“Extremista” era una palabra de empleo abundante en los años de la violencia armada; después, con el tiempo, fue cayendo poco a poco en desuso. En cambio otra palabra, “terrorista”, de pertinencia acaso discutible en aquel período, se mantuvo y hasta ganó terreno, puede que al establecerse la evidencia de que existió un terrorismo de Estado, puede que por la actualidad que el término adquirió contemporáneamente a partir del ataque a las Torres Gemelas.
Existe por lo demás otra expresión: “delincuente subversivo”, que proliferó y no deja de retornar. Es interesante ese sintagma, como ocurre cada vez que dos palabras se asocian hasta hacerse inseparables, tal si fuesen en verdad una sola. Cuando eso pasa, hay dos conceptos que parecen implicarse mutuamente: si hay delincuencia, ha de haber por lo tanto subversión y si hay subversión, ha de haber por lo tanto delincuencia. La combinación inescindible de los dos términos, como si de un siamés léxico se tratara, acaba por producir ese efecto semántico (y a la par que semántico, ideológico).
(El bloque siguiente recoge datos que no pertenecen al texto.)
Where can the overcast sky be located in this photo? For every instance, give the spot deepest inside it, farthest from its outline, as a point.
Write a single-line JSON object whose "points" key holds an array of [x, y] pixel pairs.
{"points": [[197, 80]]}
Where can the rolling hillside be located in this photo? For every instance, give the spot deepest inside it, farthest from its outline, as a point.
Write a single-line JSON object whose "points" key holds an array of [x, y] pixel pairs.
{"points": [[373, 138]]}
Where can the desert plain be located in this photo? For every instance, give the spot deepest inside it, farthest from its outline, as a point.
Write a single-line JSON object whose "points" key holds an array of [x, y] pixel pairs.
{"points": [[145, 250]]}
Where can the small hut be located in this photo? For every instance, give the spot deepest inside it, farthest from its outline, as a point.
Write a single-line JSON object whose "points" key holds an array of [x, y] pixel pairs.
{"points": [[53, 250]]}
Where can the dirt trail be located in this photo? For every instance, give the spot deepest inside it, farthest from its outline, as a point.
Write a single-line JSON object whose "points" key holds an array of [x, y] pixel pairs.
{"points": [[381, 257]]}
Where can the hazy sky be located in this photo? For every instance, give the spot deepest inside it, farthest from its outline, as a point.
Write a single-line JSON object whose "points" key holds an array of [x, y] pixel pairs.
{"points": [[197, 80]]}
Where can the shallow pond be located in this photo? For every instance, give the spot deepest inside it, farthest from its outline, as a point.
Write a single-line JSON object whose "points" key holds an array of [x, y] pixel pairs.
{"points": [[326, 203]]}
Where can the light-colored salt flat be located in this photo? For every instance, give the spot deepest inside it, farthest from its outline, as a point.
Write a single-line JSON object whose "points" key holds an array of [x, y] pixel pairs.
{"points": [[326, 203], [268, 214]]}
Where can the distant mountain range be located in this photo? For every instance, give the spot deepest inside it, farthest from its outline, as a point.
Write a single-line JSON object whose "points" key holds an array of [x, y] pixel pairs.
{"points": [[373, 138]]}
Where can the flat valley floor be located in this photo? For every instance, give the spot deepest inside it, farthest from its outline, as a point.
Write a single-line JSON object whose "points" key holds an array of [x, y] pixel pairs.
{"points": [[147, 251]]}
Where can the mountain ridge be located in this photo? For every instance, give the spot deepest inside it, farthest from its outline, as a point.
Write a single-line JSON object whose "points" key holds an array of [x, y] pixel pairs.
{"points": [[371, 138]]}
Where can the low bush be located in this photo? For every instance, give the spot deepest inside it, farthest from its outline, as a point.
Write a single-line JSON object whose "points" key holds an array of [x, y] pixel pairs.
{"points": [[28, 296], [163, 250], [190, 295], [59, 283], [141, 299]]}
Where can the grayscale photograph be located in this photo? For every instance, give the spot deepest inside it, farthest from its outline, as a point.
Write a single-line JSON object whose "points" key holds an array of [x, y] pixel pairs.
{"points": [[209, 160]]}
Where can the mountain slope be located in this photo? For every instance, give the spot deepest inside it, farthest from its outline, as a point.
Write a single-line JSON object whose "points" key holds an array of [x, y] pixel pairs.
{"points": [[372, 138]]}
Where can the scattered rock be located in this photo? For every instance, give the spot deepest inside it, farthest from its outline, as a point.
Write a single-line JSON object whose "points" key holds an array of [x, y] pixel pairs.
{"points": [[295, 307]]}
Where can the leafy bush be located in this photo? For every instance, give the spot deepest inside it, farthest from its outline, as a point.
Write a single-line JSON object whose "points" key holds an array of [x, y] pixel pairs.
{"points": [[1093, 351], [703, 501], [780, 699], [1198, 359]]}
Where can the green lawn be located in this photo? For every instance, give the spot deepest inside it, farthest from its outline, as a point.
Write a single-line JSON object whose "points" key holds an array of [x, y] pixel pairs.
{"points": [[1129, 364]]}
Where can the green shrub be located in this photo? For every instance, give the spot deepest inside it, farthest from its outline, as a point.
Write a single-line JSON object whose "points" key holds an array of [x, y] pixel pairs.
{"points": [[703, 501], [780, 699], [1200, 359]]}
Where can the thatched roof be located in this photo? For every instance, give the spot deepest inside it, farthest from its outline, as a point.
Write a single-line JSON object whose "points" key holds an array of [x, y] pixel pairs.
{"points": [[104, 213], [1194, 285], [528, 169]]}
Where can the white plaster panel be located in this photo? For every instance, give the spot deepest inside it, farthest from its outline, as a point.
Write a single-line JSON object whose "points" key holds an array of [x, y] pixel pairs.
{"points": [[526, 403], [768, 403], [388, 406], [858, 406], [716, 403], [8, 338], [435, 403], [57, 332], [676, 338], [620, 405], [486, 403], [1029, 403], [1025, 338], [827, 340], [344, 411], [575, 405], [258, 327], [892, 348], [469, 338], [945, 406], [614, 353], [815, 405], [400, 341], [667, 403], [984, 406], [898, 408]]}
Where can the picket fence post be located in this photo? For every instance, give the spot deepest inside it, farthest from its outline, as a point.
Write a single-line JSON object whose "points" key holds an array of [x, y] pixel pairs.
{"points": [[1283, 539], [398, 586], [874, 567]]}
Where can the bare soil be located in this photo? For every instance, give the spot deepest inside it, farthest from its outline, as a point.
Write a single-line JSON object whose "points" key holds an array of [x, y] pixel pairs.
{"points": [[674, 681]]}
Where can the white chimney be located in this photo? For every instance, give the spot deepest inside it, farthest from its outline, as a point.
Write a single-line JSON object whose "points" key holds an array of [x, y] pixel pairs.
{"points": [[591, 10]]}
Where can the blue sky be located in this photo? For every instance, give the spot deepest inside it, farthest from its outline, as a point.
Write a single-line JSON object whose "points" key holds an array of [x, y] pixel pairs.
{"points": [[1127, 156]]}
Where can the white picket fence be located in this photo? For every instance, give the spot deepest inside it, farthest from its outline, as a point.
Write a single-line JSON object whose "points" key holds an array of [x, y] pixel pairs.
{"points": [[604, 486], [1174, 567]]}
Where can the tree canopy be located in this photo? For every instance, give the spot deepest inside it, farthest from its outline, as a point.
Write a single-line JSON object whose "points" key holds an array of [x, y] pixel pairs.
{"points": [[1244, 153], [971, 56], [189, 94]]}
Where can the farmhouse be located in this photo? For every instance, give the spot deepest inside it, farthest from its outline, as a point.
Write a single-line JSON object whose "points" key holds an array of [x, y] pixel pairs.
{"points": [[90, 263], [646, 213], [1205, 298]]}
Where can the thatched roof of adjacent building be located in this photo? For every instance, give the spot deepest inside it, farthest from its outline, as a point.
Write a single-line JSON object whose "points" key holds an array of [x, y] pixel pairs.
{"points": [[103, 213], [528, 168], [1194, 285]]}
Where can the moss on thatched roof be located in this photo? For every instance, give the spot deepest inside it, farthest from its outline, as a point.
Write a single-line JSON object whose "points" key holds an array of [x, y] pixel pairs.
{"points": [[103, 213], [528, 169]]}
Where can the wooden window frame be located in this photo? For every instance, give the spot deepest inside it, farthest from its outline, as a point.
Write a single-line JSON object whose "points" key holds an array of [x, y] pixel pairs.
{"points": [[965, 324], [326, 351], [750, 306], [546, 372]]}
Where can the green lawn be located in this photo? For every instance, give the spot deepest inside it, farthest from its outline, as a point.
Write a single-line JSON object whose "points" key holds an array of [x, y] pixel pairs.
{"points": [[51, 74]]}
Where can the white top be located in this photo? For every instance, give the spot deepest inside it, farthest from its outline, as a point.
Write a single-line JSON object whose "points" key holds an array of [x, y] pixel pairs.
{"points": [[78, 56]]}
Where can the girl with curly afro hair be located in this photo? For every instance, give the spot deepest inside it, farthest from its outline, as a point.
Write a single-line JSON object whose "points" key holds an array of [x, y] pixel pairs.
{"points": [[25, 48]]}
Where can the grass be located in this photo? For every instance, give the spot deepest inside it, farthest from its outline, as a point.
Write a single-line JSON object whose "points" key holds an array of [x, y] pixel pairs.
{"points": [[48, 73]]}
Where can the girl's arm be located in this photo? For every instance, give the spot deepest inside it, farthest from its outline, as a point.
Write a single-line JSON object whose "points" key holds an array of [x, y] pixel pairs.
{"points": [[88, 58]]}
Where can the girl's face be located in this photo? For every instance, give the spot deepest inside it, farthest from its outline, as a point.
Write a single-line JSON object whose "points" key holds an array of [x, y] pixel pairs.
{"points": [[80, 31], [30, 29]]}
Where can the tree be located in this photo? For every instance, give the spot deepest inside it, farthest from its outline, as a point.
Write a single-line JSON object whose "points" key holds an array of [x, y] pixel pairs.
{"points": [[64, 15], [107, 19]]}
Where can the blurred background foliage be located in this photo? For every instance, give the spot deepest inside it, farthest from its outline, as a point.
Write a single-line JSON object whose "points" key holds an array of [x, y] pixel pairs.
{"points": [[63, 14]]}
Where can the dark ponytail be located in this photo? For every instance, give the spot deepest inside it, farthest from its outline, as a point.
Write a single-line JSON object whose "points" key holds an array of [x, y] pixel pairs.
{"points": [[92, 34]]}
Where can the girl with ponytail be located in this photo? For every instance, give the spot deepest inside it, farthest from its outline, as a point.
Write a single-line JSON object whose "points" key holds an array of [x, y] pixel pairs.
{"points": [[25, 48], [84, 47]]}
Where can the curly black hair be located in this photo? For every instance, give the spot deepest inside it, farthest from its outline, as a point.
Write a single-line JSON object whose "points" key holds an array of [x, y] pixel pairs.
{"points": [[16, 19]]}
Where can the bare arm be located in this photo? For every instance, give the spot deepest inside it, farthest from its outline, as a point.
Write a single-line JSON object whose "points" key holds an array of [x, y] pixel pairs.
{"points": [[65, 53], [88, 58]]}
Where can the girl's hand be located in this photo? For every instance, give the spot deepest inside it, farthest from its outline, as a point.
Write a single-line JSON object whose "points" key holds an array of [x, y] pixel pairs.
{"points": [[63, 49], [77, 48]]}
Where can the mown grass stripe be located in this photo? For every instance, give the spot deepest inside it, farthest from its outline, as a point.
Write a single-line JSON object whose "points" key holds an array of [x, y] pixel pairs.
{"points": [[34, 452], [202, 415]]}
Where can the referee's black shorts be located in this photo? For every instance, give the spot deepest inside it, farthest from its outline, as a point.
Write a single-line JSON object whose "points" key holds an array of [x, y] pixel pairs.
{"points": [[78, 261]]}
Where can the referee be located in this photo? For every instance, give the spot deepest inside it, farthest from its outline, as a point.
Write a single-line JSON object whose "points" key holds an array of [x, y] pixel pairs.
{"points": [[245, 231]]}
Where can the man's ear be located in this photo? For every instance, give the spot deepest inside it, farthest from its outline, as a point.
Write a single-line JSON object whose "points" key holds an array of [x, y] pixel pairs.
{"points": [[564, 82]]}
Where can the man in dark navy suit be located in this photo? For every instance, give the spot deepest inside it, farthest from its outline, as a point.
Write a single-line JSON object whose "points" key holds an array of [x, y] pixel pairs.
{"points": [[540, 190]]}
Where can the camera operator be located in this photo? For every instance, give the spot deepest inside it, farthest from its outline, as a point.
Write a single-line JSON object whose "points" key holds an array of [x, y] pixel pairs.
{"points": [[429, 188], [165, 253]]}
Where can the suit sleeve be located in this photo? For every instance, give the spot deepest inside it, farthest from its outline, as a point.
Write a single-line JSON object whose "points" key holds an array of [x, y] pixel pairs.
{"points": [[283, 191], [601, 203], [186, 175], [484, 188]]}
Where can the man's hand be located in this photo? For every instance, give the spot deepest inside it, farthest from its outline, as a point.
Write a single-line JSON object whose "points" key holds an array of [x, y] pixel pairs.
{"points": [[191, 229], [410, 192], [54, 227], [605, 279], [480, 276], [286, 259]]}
No obstante, existen diversas formas de delincuencia que, lejos de subvertir el estado de cosas, se benefician con el mismo y a cambio lo confirman y lo refuerzan, lo subrayan y lo conservan. Pensemos por ejemplo en las entidades bancarias que hurtan los ahorros de sus clientes, o en las aseguradoras que quiebran a propósito y se autoliquidan, o en los empresarios que evaden impuestos y contratan en negro, o en los comerciantes de estupefacientes con o sin complicidad de funcionarios. Es evidente que no toda delincuencia es subversiva ni tendría por qué serlo. Pero a la inversa, si se recorre aquel mismo sintagma sólo que en un sentido contrario, puede que no sea del todo preciso postular que lo que hace un subversivo es sin más violar las leyes. Puede que resulte impreciso, o por lo menos insuficiente, pensarlo exactamente así.
Porque el delincuente viola una ley a la que, como tal, admite; se pone afuera de la ley, en efecto, pero al ponerse afuera no deja de reconocerle un adentro, es decir un espacio propio, es decir una entidad. El subversivo, en cambio, si lo es, parte de la base de que las leyes vigentes carecen de validez: no quiere sustraerse de su alcance, quiere abolirlas, suprimirlas, quiere superarlas porque las desconoce como instrumento de justicia, quiere fundar en su lugar otra clase de legalidad, una justicia de otra clase. Ultimamente la palabra “subversivo” viene remitiendo cada vez menos a la palabra “revolucionario” y cada vez más a la palabra “transgresor”, utilizada en los medios de comunicación para designar a las personas que dicen malas palabras en público o hacen gala de preferencias sexuales no aprobadas por las autoridades vaticanas o saltan desde pisos algo altos a las piletas de natación de sus hoteles.
Pero el subversivo lo que se propone es separar a la legalidad de la legitimidad. Por eso ataca las leyes existentes: por saberlas tan huecas como engañosas. Hacer del subversivo un delincuente implica la voluntad de contrarrestar semejante intento: hacer que la ley persista, hacerla prevalecer, y por ende hacer que la subversión se recapture en su sentido como pura delincuencia. ¿Quién impera, en definitiva? ¿Quién se impone? Depende de cada caso. ¿En qué circunstancias puede el subversivo ascender a la condición del héroe revolucionario? Cuando vence. ¿Y en qué circunstancias cae a la llana condición del delincuente? Cuando pierde. Porque, cuando vence, las leyes que lo condenarían ya no existen más. Y cuando pierde, no puede ser otra cosa que culpable frente a las leyes cuya potestad puso en cuestión. “La historia me absolverá”, declaró famosamente Fidel Castro ante un tribunal que lo iba a condenar sin lugar a dudas. En la distancia temporal que va de 1953 (derrota en el asalto al Moncada) a 1959 (victoria de la Revolución) se juega esa diferencia. La misma justicia que condena y castiga al revolucionario en su derrota se ve vaciada como farsa y disuelta en su poder de cara al revolucionario en su victoria.
¿Y Apablaza? ¿Y Galvarino Apablaza? Tironean las justicias y los organismos aquende y allende los Andes. ¿Militante popular o asesino común? ¿Luchador social o criminal? ¿Delincuente o subversivo? ¿O delincuente subversivo? Algún apasionado de los significantes ya habrá señalado, sin dudas, que Apablaza es anagrama de aplazaba. A veces hace falta que pase el tiempo para que encuentren su mejor lugar los sentidos del pasado político.